Predict.brmsfit: new level in a hurdle model

Dominic_Magirr · October 22, 2019, 3:54pm

I’ve been using brms to fit a longitudinal hurdle model where the random effects from the two parts of the model are correlated. It seems to work really well. However, I’m struggling to get correct predictions for a new level with the predict method. I’m happy writing my own code for this but wanted to raise my findings here.

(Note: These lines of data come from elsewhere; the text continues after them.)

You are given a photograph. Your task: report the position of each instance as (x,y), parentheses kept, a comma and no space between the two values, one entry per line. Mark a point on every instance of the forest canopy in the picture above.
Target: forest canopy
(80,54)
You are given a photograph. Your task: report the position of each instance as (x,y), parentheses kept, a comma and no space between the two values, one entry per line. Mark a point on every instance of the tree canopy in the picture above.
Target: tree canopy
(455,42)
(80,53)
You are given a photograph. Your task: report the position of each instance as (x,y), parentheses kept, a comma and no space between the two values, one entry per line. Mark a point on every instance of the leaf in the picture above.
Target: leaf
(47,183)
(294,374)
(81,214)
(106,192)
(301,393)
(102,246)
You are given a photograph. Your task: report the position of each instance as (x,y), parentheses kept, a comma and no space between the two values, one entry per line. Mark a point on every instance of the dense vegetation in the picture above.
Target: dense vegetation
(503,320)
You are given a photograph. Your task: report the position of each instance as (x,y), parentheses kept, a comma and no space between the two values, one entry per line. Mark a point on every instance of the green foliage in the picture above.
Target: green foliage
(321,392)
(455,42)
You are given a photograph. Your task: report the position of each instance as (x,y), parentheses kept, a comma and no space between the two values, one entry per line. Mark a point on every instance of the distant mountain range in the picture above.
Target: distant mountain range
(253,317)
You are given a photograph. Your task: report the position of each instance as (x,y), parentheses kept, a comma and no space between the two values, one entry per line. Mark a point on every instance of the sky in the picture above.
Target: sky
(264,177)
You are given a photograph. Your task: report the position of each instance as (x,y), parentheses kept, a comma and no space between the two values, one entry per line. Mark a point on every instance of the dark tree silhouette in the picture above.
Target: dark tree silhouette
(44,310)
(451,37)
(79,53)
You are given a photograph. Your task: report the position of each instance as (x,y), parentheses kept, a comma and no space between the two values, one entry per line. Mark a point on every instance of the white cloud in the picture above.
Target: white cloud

I’ll try to explain with 2 examples. Firstly, a gaussian mixed model where each patient (n = 100) has a (correlated) random intercept and slope. Each patient has 4 independent observations at time 0, and 4 independent observations at time 1.

library(brms)
set.seed(180)
u <- rnorm(100, sd = 2)
v <- rnorm(100, mean = -0.95 * u, sd = sqrt((1 - 0.95^2) * 4)) 
y0 <- rnorm(400, mean = u, sd = 1)
y1 <- rnorm(400, mean = u + v, sd = 1)
id <- 1:100
dat <- data.frame(id = rep(id, 8), 
                  time = rep(0:1, each = 400),
                  y = c(y0, y1))

ggplot2::ggplot(data = dat,
                mapping = aes(x = time, y = y, group = id)) +
  geom_line() +
  geom_point()

fit <- brm(y ~  1 + (1  + time | id),
           data = dat,
           family = gaussian())

When I try to predict the response at time 1 for a new patient (101) using the default method I get a prediction interval that is clearly too wide

predict(fit, 
        newdata = data.frame(id = 101, time = 1),
        allow_new_levels = TRUE)

whereas the sample_new_levels = “gaussian” option looks much better

predict(fit, 
        newdata = data.frame(id = 101, time = 1), 
        allow_new_levels = TRUE,
        sample_new_levels = "gaussian")

Now, I would like to use the sample_new_levels = “gaussian” for a hurdle model:

set.seed(180)
u <- rnorm(100, sd = 2)
v <- rnorm(100, mean = -0.95 * u, sd = sqrt((1 - 0.95^2) * 4)) # p(zero) is negatively correlated with Y*
ystar <- exp(rnorm(800, mean = u, sd = 1))
z <- rbinom(800, size = 1, prob = 1 - plogis(-1 + v)) # p(cross hurdle) = 1 - p(zero)
id <- 1:100

dat <- data.frame(id = rep(id, 8), 
                  y = z * ystar)


fit_hurdle <- brm(bf(y ~  1 + (1 | q | id),
                     hu ~ 1 + (1 | q | id)),
                  data = dat,
                  iter = 4000,
                  family = hurdle_lognormal())


predict(fit_hurdle, 
        newdata = data.frame(id = 101), 
        allow_new_levels = TRUE,
        sample_new_levels = "gaussian",
        robust = TRUE)

But this gives me values that are too small. It’s difficult to see from a plot of the data but I can simulate directly from the model

u <- rnorm(1e6, sd = 2)
v <- rnorm(1e6, mean = -0.95 * u, sd = sqrt((1 - 0.95^2) * 4)) # p(zero) is negatively correlated with Y*
ystar <- exp(rnorm(1e6, mean = u, sd = 1))
z <- rbinom(1e6, size = 1, prob = 1 - plogis(-1 + v)) # p(cross hurdle) = 1 - p(zero)
y <- z * ystar

quantile(y, probs = c(0.025, 0.5, 0.975))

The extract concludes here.